I've loved guitars as long as I can remember, even before I started playing in grade 7 because my dad played so there was always a guitar around the house. I didn't want to bore my 6 readers here about my interest in guitars, so I started a new blog http://gooomanjiguitar.blogspot.ca/ .
The thing is while I started the blog as an aside or even an escape from thinking and blogging about education, I keep seeing the parallels in my thinking when I write about things guitar. I've only written a handful of posts on the guitar blog, and a couple of them are about modding, or making modifications to my guitars.
After chewing on those posts, I began to realize that my views on modding guitars are almost the same as my views to "modding" teaching. I tend to buy cheap, imperfect electric guitars, and then change the pickups on them, or swap out the tuners, or change necks on them. Similarly, I tend to get a basic understanding of a teaching method and then change the components as I go. Like my cheap guitars, I am okay with imperfections and uncertainty as long as I can make changes to suit my needs. With guitars, it is about sound and feel; with teaching, it is about learning and feel (or relationships).

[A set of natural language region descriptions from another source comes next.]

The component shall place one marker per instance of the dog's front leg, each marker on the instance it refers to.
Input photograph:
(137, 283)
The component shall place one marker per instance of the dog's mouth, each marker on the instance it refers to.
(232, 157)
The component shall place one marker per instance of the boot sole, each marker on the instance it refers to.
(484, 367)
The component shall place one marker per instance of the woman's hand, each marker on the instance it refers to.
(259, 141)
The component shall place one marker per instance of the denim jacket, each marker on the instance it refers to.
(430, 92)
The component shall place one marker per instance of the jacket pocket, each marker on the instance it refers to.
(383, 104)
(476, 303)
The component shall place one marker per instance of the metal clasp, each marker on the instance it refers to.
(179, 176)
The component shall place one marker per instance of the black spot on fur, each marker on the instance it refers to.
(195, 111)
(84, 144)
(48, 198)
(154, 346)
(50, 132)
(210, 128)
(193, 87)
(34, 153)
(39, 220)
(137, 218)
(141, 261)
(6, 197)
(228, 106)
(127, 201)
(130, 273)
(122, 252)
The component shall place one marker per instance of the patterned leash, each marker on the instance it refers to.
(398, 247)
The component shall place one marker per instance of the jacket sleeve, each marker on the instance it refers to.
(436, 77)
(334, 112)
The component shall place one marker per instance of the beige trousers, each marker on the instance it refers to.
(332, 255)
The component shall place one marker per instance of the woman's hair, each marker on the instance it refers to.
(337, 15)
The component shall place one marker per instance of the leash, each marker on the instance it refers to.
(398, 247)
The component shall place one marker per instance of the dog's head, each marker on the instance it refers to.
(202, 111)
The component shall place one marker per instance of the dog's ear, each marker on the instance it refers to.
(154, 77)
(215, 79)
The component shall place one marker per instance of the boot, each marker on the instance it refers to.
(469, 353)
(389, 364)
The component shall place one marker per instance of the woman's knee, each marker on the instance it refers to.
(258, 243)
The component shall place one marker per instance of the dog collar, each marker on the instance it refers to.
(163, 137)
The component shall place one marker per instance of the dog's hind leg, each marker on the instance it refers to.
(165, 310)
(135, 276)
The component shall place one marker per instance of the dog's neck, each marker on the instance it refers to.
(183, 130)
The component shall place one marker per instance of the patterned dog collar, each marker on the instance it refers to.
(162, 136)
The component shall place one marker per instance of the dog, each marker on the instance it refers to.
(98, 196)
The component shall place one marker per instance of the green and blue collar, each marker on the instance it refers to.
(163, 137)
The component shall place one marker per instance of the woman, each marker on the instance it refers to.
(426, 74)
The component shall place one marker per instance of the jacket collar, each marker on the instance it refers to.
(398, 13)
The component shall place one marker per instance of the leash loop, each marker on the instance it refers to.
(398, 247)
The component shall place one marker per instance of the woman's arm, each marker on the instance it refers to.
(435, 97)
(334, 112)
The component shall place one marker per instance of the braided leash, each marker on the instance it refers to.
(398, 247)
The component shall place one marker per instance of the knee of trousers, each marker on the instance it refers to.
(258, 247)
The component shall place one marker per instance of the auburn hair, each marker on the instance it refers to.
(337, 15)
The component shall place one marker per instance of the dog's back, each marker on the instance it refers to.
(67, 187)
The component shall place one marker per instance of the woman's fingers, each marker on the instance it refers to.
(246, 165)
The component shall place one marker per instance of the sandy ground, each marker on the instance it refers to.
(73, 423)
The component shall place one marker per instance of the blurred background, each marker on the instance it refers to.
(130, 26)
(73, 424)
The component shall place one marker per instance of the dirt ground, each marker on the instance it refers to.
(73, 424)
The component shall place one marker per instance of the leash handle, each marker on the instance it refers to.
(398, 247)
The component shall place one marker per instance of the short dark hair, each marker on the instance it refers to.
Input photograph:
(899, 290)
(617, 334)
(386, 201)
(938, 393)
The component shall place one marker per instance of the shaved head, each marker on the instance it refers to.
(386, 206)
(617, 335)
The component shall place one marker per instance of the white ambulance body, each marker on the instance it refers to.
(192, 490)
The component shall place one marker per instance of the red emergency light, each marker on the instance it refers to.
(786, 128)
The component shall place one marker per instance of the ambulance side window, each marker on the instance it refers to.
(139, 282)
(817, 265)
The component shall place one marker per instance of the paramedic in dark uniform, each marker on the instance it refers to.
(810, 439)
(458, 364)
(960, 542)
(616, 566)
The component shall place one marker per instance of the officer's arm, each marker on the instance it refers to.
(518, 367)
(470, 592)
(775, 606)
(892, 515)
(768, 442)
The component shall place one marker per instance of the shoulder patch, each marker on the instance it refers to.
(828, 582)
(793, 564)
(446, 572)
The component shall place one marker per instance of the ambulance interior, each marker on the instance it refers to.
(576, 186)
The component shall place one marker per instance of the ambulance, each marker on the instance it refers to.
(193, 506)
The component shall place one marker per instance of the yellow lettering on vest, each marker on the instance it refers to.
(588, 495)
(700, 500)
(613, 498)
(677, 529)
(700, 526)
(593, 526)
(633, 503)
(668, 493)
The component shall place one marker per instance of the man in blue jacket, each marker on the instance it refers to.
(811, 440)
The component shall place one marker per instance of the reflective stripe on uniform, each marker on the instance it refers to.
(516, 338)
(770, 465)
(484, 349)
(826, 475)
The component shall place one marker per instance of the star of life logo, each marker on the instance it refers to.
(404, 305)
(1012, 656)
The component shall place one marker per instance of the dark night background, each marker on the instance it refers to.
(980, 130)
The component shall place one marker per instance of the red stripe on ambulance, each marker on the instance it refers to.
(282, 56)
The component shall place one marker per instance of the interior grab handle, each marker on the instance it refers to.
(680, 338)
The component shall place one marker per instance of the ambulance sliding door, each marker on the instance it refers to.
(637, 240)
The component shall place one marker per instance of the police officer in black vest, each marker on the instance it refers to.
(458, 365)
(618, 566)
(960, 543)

I've mentioned on this blog that I can't follow someone else's lesson plan or teacher's guides. I am not inherently a non-conformist. It is more that I am lazy and can't be bothered to read lesson plans, or I have more desire to make things my own than to follow someone else's recipe. I think my explorations with classroom design reflect this attitude. I am tweaking and modding the concept of a learning environment to suit my needs and the needs of my students. All of my mods reflect my desire to maximize learning, enhance self-regulation, and to strengthen the bonds I have with my students. Sound and feel, indeed.
I want my modding philosophy to be reflected not just in my teaching but in my students' learning. To be clear, teaching and learning are always the same thing. I have this great, cosy classroom where students choose appropriate learning spaces for them to work, but sometimes my teaching can only be described as stand and deliver. I have made forays into inquiry-based and project-based learning, and I'd like to continue in that direction where students start with a big idea (instead of the sound and feel of electric guitars, maybe the importance and preservation of Beluga whales), and with my help, chart a course where they take that big idea, investigate or enact a plan (for instance, to share the importance of the whales or implement a way to save them), making changes along the way.
Having gone through the process of my own PBL (with guitars, classroom design, curriculum design, teacher professional development, and home fitness-with varying levels of success), I can probably find a way to help my students with their own inquiries more than I am now. Just like guitars, I just need to make changes that are necessary, doable, and manageable.
I think you inspire many of your students to think and to look at things differently and this carries on even after they leave your class. J has taken up guitar lessons and I believe the inspiration for that came from seeing and hearing you play.